If datalen == 0, this function degenerates to a remove operation.


void replace (int pos, int lendel, const vararray& other, int frompos, int fromlen)

public, from vararray<T>

This form of replace inserts from another vararray object. The substring of other that is inserted starts at index frompos and has a length of fromlen. It is legal for other to be the same object as this.

void reserve (int newcapacity)

public, from nt_base

This function reserves extra room in the array, to accomidate additional growth without re-copying the values.

A vararray has two sizes associated with it: The Count is the number of elements present, and defines the legal indexing range. This is the value fetched by elcount. Each vararray also has a Capacity, which may be greater than or equal to the Count. The Capacity is how much memory is actually allocated, such that Count can be revised upward without having to reallocate and relocate the contents.

Calling reserve will increase the Capacity to match the parameter, if it is not at least that large already. It also triggers copy-on-write if it needs to increase the allocation. Note that another way for Capacity to become larger than Count is to delete items from a vararray; it will resize downward without reallocating the storage.

A subsequent resize will not need to reallocate storage if the new size fits in the available capacity (which is always the case if resizing it to be smaller!) and it does not need to perform a copy-on-write (that is, the data is not being shared).

Any of the splicing functions, including replace, replace_all, append, sorted_insert, truncate, remove, and remove_all, will perform the operation in-place, moving only elements to the right of the insertion/deletion, and not reallocate, if:

Use of reserve can make code like the following much more efficient:

void foo (vararray<int& A>)
 {
 const int iterations= 1000000;
 A.reserve (iterations + A.elcount());
 for (int loop= 0;  loop < iterations;  ++loop)
    A.append (loop);
 }

Without the call to reserve, the above code will reallocate the array a million times, each time having to re-copy the entire result thus-far. By reserving room in advance, each call to append extends the Count and copies only one element.

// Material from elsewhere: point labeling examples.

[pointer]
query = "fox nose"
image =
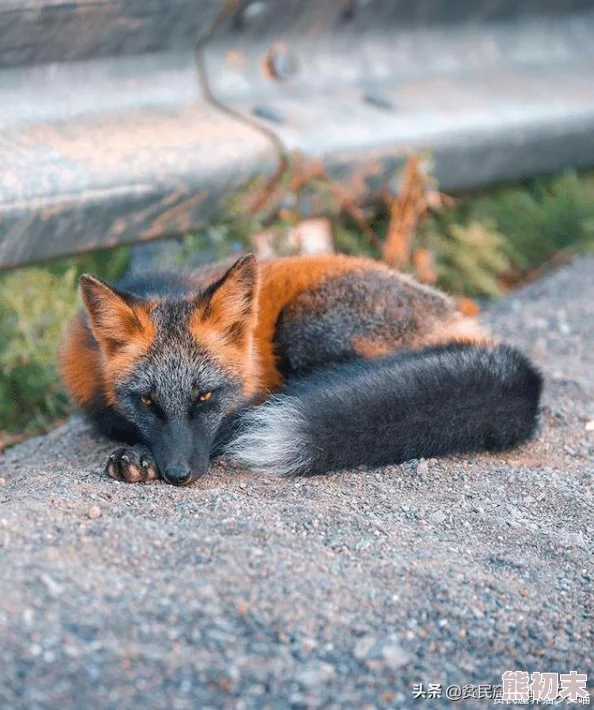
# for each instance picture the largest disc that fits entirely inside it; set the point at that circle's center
(177, 475)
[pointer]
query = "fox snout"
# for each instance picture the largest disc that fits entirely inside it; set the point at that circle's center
(178, 475)
(181, 453)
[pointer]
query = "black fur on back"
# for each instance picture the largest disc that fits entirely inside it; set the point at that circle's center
(441, 400)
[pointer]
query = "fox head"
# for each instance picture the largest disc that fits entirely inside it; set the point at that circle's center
(174, 368)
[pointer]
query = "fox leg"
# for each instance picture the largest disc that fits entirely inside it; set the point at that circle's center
(133, 465)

Note that reserved space takes up memory. For example, if the code above performed A.remove(0,999998), Count would become 2 but Capacity would still be a million! This is great if Iím amout to insert a bunch of stuff, but a waste if the capacity is caused by deleting and will not be used again. There is no function provided simply to force a reallocation and reclaim unneeded reserved space. The reserve function will increase the Capacity if it needs to, but if the argument is smaller than the existing Capacity, will do nothing. One work around is to do this:

{ // extra braces for scope
vararray_s<int> temp (A);  // now A and temp are sharing internal representation
A.remove (0,999998);  // will reallocate A, since it triggers a copy-on-write
} // temp goes away, freeing the million elements.

void resize (int newsize)

public, from nt_base

This function changes the elcount of an array. If the array shrinks, remaining elements hold their values. If the array grows, additional default-initialized elements are appeneded.

See also: truncate


int sorted_insert (const T& value, int (*compare)(const T&, const T&))

public, from vararray<T>

This function inserts the value into the array. It figures out the position by itself, assuming that the array is being maintained in sorted order. The function compare describes the relationship by returning a negative number for "less than", a positive number for "greater than", and zero for "equal" (just like strcmp).

The return value is the element's index. That is, it tells you where the element was inserted.


void truncate (int newsize)

public, from nt_base

This function is used to efficiently shrink the array.